クイーンズ中心部が感染多発地域に 誤診や情報伝達の遅れが原因か

 新型コロナウイルスの感染拡大が、クイーンズ区中心部の医療施設に深刻な被害をもたらしている。ウォール・ストリート・ジャーナルが17日、報じた。
 ニューヨーク市でもっとも感染者が多い同区コロナ地区では、17日までに2510人、隣接するエルムハーストでは1939人、ジャクソンハイツでは1511人の新型コロナウイルスの感染が確認されている。さらに、これらの地域の医療施設の多くでは、従業員の感染や死亡例も多い。医師や職員約100人の3分の1以上が感染し、複数が死亡している施設もあるという。

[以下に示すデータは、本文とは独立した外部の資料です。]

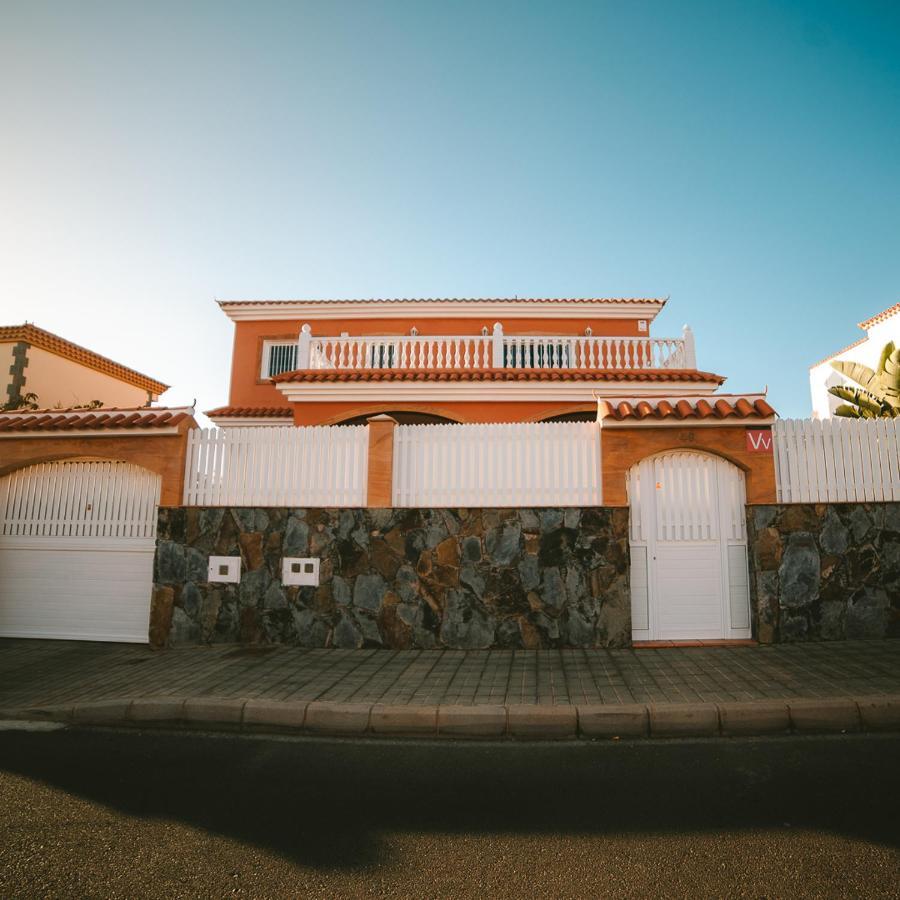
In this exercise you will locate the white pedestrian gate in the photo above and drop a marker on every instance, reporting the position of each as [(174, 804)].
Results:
[(689, 578), (76, 551)]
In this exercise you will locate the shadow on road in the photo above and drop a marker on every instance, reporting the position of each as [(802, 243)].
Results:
[(325, 803)]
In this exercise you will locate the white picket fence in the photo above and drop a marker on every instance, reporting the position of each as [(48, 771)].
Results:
[(837, 460), (280, 466), (79, 499), (542, 464)]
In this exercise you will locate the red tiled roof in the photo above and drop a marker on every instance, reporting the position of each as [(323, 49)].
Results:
[(880, 317), (449, 300), (326, 375), (93, 419), (722, 406), (53, 343), (251, 412)]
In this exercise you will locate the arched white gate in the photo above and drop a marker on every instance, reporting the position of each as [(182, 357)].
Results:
[(689, 578), (76, 551)]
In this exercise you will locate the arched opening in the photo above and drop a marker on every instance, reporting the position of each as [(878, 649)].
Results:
[(688, 536), (588, 415), (403, 417)]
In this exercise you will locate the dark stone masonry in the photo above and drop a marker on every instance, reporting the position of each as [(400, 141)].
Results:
[(828, 571), (399, 578)]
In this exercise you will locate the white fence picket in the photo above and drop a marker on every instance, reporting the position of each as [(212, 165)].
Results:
[(837, 460), (79, 499), (280, 466), (528, 464)]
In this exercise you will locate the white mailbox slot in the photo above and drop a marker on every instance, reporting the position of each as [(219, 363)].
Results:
[(300, 570), (224, 568)]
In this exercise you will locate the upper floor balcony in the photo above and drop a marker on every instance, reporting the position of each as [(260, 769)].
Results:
[(489, 350)]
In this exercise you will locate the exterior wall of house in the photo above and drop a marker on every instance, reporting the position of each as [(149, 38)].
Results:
[(7, 361), (867, 352), (249, 389), (456, 411), (825, 571), (59, 381), (623, 447), (160, 453), (399, 578)]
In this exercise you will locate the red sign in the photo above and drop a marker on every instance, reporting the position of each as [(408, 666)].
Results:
[(759, 440)]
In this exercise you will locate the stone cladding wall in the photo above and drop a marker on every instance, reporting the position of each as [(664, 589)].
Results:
[(828, 571), (399, 578)]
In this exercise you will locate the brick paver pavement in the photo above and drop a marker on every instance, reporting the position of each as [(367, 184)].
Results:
[(34, 673)]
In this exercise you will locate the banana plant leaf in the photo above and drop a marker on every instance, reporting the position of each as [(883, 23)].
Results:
[(849, 412), (858, 397)]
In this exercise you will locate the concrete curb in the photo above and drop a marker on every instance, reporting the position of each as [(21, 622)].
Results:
[(835, 715)]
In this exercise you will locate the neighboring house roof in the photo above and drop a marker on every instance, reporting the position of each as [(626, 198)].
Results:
[(53, 343), (880, 317), (94, 419), (388, 375), (251, 412), (722, 406)]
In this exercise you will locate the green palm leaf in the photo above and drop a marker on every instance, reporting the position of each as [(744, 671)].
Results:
[(859, 373)]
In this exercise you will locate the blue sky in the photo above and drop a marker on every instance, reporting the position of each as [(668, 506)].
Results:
[(741, 158)]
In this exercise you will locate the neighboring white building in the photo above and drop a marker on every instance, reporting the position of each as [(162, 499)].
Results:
[(881, 328)]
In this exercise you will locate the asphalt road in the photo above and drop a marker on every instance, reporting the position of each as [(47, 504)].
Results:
[(128, 814)]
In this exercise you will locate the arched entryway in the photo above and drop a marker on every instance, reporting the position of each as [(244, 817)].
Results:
[(689, 578), (402, 417), (77, 540)]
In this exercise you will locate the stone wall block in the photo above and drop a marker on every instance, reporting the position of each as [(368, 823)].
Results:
[(466, 578), (799, 572)]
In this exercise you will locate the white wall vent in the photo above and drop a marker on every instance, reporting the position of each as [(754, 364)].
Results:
[(224, 568), (300, 570)]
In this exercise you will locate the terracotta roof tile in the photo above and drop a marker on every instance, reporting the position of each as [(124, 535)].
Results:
[(880, 317), (53, 343), (723, 406), (93, 419), (393, 375), (251, 412)]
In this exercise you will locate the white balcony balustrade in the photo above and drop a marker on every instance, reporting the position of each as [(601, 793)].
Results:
[(496, 350)]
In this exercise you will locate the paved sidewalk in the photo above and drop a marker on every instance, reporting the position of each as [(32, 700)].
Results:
[(54, 673)]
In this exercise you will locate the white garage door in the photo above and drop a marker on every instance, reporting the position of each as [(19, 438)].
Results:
[(688, 549), (76, 551)]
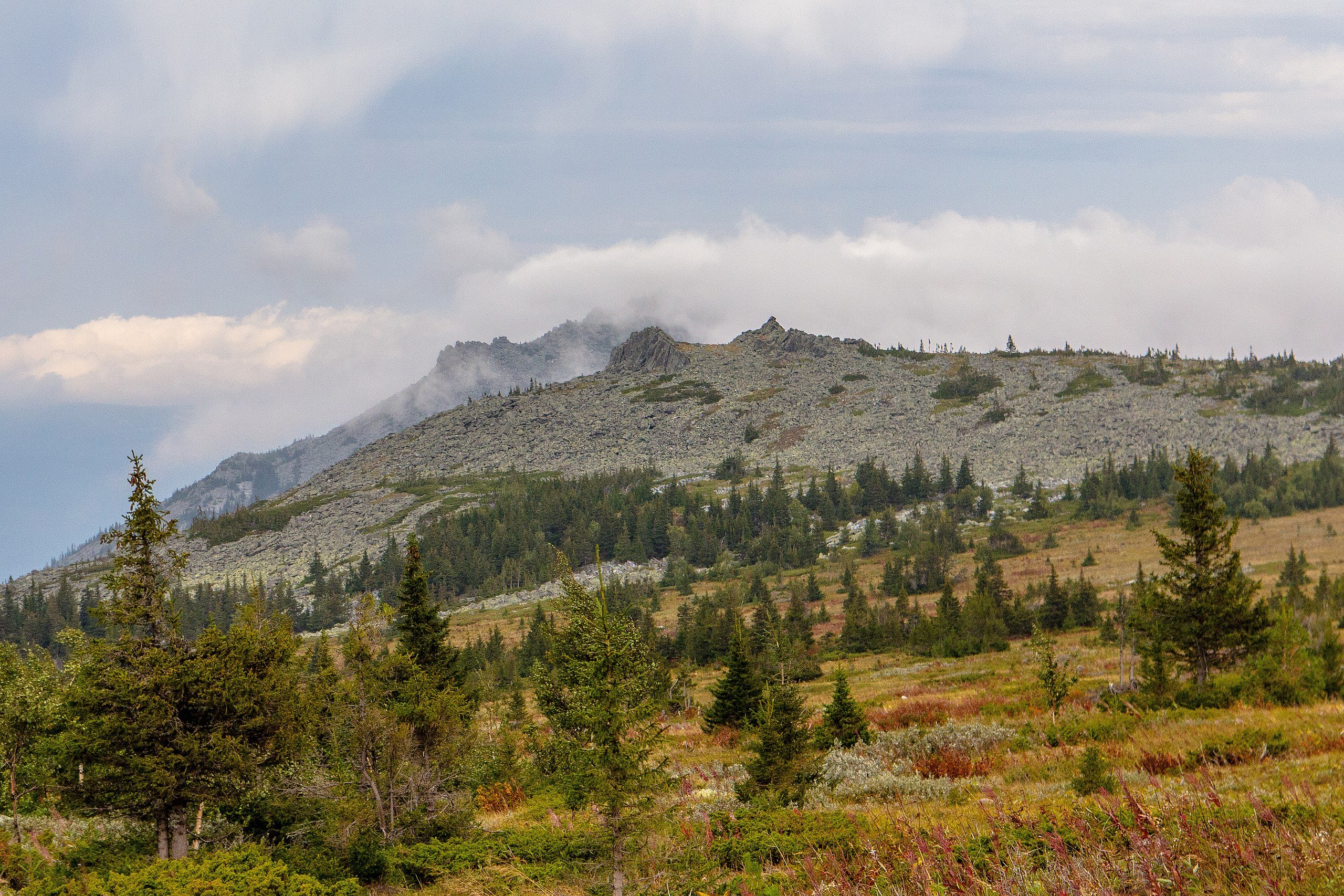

 また、同ウイルスの診療に対応していないため、患者が減少し閉業した私立病院やクリニックも多い。同区で保険未加入者を中心に2万人以上の患者を持つコミュニティクリニックのプラザ・デル・ソルでは、患者数が3週間前より75%減少した。
 同区の医療施設、ニューヨークプレスビテリアンの代表、スティーブン・コーウィンさんは、市で新型コロナウイルスの感染が急増する前の2月から、同区のパンデミックが始まっていた可能性を示唆。同ウイルスの感染を誤って、インフルエンザと誤診していたため、医療関係者や患者の家族の感染拡大ににつながった可能性が高いと考えている。
 また市内で感染拡大が始まった初期、市保健局や知事の公式発表が多国語に翻訳されていなかったため、英語が分からない同区の移民コミュニティに情報が行き渡っていなかったこともパンデミックをを招いた一因の1つと指摘されている。